While Dallas FC took measures to mitigate risk as much as they could to allow fans — somewhere on the level of peeing on things in a burning house to keep them wet — like roping off seats, keeping people six feet apart and cashless payments for everything, this is still a state where the positivity rate of tests is 24.5 percent. There’s no way to categorize an attempt to congregate any group of people as anything other than reckless, moronic, dangerous and selfish. But that’s what goes on the license plates in Texas, isn’t it? I’m sitting on a goldmine here if it isn’t.

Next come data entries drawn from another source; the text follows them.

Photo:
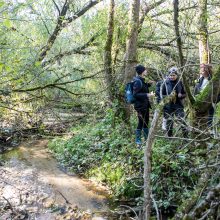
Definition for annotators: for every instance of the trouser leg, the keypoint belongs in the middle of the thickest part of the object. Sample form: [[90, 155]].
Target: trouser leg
[[181, 119], [169, 121]]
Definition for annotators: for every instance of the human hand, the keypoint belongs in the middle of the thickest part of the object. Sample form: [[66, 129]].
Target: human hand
[[180, 95], [151, 94], [151, 82]]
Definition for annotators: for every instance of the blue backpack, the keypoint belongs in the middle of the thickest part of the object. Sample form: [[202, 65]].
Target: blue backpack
[[129, 96]]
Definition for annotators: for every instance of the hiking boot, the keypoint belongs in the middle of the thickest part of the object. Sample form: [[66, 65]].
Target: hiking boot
[[138, 136]]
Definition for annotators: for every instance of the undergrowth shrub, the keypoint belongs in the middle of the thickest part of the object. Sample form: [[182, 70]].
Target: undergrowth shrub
[[110, 156]]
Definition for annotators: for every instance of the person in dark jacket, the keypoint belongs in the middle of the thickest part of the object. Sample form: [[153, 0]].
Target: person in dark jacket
[[174, 107], [142, 104], [159, 97]]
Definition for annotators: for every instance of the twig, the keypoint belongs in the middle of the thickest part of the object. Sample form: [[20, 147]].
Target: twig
[[155, 206], [66, 200], [10, 206]]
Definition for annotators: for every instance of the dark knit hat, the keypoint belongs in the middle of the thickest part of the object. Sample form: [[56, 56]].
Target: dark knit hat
[[140, 69], [173, 70]]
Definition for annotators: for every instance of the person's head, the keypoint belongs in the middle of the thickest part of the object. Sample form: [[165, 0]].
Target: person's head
[[141, 70], [205, 70], [173, 73]]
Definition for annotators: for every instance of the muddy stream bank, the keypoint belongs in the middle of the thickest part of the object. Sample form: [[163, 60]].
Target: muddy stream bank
[[32, 186]]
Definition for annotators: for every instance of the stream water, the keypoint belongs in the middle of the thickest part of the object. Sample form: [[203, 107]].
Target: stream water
[[61, 187]]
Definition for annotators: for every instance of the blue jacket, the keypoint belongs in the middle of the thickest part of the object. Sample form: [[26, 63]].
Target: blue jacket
[[140, 90]]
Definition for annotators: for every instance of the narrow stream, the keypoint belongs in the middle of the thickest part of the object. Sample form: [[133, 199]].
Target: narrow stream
[[63, 188]]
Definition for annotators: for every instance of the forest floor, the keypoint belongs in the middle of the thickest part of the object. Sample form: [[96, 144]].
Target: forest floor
[[32, 186]]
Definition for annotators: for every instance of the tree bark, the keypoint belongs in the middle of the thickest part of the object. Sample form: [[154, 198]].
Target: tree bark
[[131, 45], [203, 33], [179, 45], [147, 164], [108, 53]]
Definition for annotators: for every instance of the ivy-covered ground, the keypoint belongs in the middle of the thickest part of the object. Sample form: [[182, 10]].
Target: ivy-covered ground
[[109, 155]]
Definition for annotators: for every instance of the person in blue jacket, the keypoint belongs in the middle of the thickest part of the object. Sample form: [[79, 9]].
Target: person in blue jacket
[[142, 104]]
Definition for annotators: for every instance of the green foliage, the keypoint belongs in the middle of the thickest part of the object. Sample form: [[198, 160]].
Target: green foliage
[[110, 156]]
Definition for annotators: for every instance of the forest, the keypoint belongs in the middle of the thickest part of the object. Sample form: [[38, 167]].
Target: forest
[[64, 67]]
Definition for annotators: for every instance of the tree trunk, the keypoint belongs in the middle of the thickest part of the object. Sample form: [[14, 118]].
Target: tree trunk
[[108, 54], [203, 33], [130, 59], [131, 45], [147, 164], [179, 45]]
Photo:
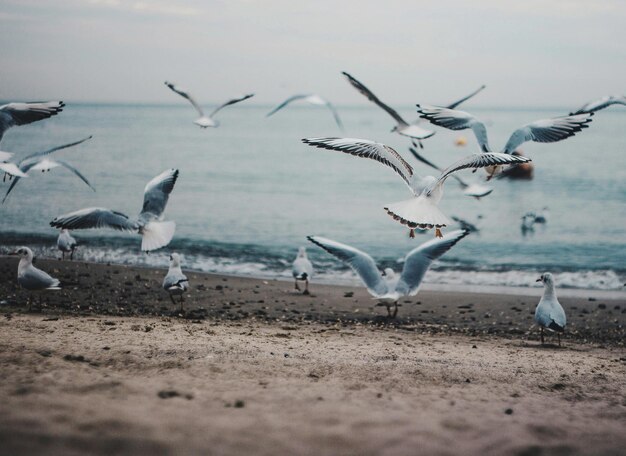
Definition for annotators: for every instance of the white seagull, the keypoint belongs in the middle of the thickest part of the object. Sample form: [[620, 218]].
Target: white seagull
[[41, 161], [31, 278], [14, 114], [155, 232], [175, 282], [402, 127], [313, 99], [421, 211], [66, 244], [545, 130], [549, 313], [205, 121], [387, 287], [474, 190], [302, 269], [600, 103]]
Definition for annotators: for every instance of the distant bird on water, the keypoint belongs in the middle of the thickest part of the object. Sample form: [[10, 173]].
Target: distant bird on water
[[421, 211], [41, 161], [302, 270], [66, 244], [30, 278], [175, 282], [600, 103], [155, 232], [15, 114], [388, 288], [403, 127], [313, 99], [549, 313], [205, 121]]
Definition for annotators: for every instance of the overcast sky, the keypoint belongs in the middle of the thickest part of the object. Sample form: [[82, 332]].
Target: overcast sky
[[529, 53]]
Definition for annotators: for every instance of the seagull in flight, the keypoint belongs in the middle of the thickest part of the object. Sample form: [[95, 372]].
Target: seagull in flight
[[421, 210], [402, 127], [387, 287], [41, 161], [205, 121], [600, 103], [474, 190], [15, 114], [155, 232], [313, 99]]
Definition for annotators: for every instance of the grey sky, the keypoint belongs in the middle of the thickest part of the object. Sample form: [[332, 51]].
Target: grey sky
[[540, 53]]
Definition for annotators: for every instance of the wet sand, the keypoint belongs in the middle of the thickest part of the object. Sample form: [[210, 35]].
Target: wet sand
[[110, 365]]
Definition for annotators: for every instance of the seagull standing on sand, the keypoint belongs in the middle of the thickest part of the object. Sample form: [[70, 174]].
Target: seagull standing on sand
[[545, 130], [313, 99], [40, 161], [549, 313], [205, 121], [175, 282], [155, 232], [421, 211], [31, 278], [66, 244], [14, 114], [403, 127], [600, 103], [387, 287], [302, 269]]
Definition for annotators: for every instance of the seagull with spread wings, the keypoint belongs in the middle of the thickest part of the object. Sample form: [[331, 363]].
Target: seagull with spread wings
[[155, 232], [313, 99], [15, 114], [41, 161], [600, 103], [388, 288], [543, 131], [402, 127], [421, 211], [205, 121]]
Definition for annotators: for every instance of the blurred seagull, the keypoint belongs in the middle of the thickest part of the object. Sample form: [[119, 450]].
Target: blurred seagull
[[155, 232], [389, 288], [545, 130], [14, 114], [312, 99], [402, 127], [549, 313], [475, 190], [66, 244], [31, 278], [421, 211], [600, 103], [302, 269], [41, 162], [175, 282], [204, 121]]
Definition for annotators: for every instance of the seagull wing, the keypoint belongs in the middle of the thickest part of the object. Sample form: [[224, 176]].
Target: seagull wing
[[24, 113], [374, 99], [157, 192], [183, 93], [464, 99], [230, 102], [548, 130], [95, 217], [366, 149], [418, 260], [474, 161], [359, 261], [455, 120]]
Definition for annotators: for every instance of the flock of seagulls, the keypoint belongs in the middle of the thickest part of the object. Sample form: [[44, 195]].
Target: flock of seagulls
[[419, 212]]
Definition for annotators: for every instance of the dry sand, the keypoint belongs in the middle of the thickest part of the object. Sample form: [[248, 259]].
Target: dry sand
[[107, 366]]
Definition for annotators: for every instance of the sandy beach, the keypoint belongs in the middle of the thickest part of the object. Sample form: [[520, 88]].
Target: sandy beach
[[109, 366]]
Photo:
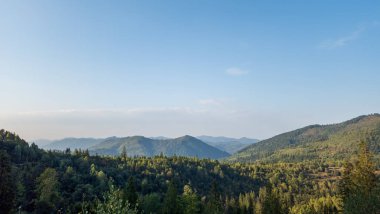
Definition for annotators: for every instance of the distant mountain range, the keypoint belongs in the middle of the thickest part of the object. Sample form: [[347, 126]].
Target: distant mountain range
[[230, 145], [202, 146], [142, 146], [316, 142], [72, 143]]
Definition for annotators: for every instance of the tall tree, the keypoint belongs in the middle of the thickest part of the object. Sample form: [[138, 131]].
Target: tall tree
[[214, 205], [170, 205], [48, 191], [113, 203], [7, 193], [123, 153], [130, 193], [191, 203]]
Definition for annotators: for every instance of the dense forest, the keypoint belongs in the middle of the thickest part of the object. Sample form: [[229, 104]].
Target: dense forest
[[33, 180]]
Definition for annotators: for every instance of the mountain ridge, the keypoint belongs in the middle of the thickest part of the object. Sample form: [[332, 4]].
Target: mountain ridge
[[143, 146], [332, 141]]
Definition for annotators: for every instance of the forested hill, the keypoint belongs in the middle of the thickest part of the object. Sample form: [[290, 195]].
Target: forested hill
[[142, 146], [227, 144], [324, 142], [37, 181], [72, 143]]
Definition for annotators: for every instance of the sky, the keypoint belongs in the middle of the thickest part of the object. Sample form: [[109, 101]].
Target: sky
[[170, 68]]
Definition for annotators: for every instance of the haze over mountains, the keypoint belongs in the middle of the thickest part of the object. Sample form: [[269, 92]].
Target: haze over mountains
[[335, 141], [218, 146], [142, 146], [227, 144], [321, 142]]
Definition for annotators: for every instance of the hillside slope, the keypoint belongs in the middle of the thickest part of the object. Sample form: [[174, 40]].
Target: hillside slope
[[230, 145], [142, 146], [72, 143], [336, 141]]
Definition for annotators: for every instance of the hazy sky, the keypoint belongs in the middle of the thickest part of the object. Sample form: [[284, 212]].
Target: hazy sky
[[232, 68]]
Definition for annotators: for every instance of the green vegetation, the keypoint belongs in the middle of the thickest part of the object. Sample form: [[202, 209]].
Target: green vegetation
[[72, 143], [317, 142], [37, 181], [142, 146], [230, 145]]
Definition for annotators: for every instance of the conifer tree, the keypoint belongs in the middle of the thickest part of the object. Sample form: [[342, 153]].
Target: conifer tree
[[7, 194], [130, 193], [170, 205]]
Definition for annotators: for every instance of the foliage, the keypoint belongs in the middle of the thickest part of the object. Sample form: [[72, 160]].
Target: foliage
[[75, 182]]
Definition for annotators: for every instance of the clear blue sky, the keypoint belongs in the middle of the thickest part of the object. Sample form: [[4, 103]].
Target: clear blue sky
[[235, 68]]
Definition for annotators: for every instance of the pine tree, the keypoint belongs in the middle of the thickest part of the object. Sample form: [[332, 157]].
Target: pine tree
[[214, 204], [130, 193], [48, 191], [7, 193], [113, 203], [123, 153], [170, 205], [190, 200]]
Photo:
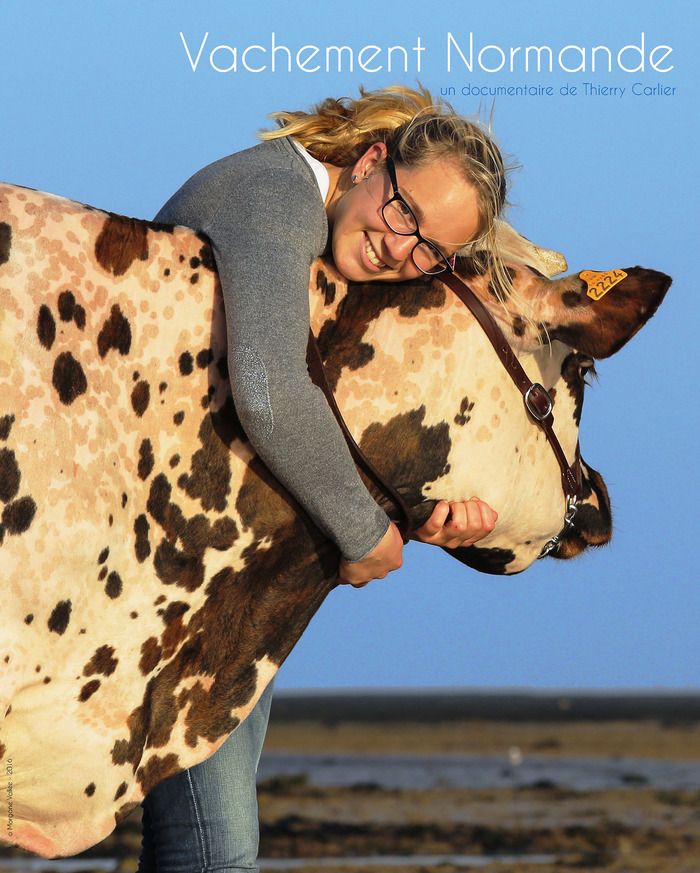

Not only was the game the first one to take place in front of fans, but it was also the first time we’ve seen mass Black Lives Matter protests in front of fans. This was something of a test run for when the rubber meets the road, should that happen somewhere down the line. It went about as you might expect in Texas.
One fan apparently threw a bottle onto the field as all players and refs took a knee for the anthem, while some other fans booed. Perhaps the temptation is to dismiss it as just one fan or just a handful of dipshits, but that is all it will take when stadiums are full again, assuming protests are still taking place, for something truly horrific to occur.
That doesn’t mean the protests should stop or anything resembling them, or that they’ve been completely empty just because they’ve taken place in empty stadiums and arenas so far. Protests carry even more meaning when directly in the face of those who need to see/hear them. They also cannot be cowed by any air of danger, as we’ve seen all summer. But since Colin Kaepernick took a knee five years ago, clearly emotions and stakes are much higher now. The fuckstick who threw a bottle onto the field will not be the last to lash out at those taking a knee, and it will be up to teams, stadiums, and leagues to continue to support players, coaches, refs, and fans who are still protesting no matter what incidents happen. It’s easier to do when they happen only in front of a television audience. It won’t be the same when there’s incidents like this in Dallas or much worse. And no one would bet that there’s no chances of a worse incident.
To reiterate, there is one person who ignored a pandemic in a state that has shown little interest in doing much about it other than putting people on a conveyor belt to get sick to watch a live sporting event he should have never been allowed into so he could physically react to a protest about Black people being shot by police needlessly. Again, the urge is to dismiss this as one joker. And yet deep down, we know this is far too big of a part of what this country is right now.
If only Dallas FC losing had been any kind of comfort.